Irgendwie hab ich zum Ende des Aufenthaltes in Santiago so ein bisschen den Faden verloren. Trotz der echt coolen Leute im Hostel stellte sich eine gewisse Demotivation ein. Das lag wohl vor allem an der Kälte, die sich über der Stadt breit machte und dem Dauerregen. Mehrfache tagelange Starkregenfälle überschwemmten diverse Stadtteile und irgendwann hatte man das Gefühl, dass es die ganze Zeit nur noch regnet. Irgendwann konnte man auch nicht mehr das Hostel verlassen, ohne direkt wie ein begossener Pudel durch das Viertel zu laufen. Frustrierend und nervig zugleich.
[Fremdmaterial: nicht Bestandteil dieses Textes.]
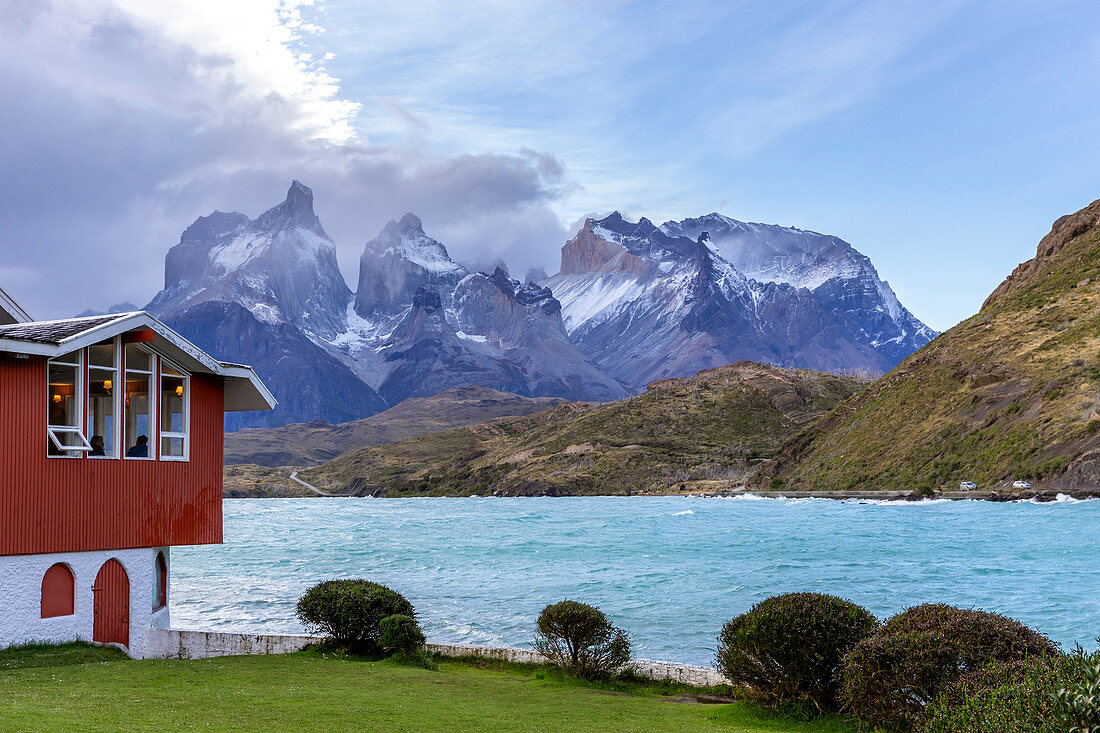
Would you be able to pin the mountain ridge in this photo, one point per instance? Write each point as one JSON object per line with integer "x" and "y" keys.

Zudem ging der Vorrat an Gasflaschen im Hostel aus und man konnte allabendlich nur noch dick eingepackt mit mehreren Layern und Mütze im Aufenthaltsbereich sitzen. Keine schöne Kulisse für Gespräche mit anderen Reisenden, Kartenspiele und Bierchen. Zum Ende hin hatte ich nicht mal mehr die Motivation, die Location zu wechseln, es fühlte sich einfach nur noch an wie ein Gefängnis aus Regen und Kälte. Klingt bescheuert aber ich musste mich regelrecht zwingen, ein Busticket nach irgendwo anders hin zu buchen, so frustrierend war die Szenerie. Mit Colin aus Texas hatte ich einen Leidensgenossen gefunden. Ähnlich lange unterwegs, ähnliche Route, ähnlich demotiviert. Obwohl, ich korrigiere: noch demotivierter. Am Ende hab ich Colin einfach ein Busticket mit in den Norden von Chile gekauft und wir verließen gemeinsam im strömenden Regen das Hostel. Ich bin mir recht sicher, dass Colin immer noch da sitzen würde, wenn ich ihn nicht „evakuiert“ hätte – daraus ist mittlerweile sogar ein Running Gag zwischen uns geworden.

Cesar und Jolan und Colin

Im Übrigen hatte ich ursprünglich vor, die Strecke nach Norden in Argentinien zurückzulegen, um mir da noch die Regionen um Salta und Jujuy anzuschauen. Das Busticket von Mendoza über die beiden genannten Regionen zum nächsten Zwischenziel San Pedro de Atacama hätte allerdings mehr als das vierfache dessen gekostet, was ich für eine ähnliche Distanz in Chile bezahlt habe. Somit eine recht einfache Entscheidung, die Route in Chile zu nehmen und ein weiteres Beispiel für den ökonomischen Wahnsinn, der sich aktuell in Argentinien abspielt.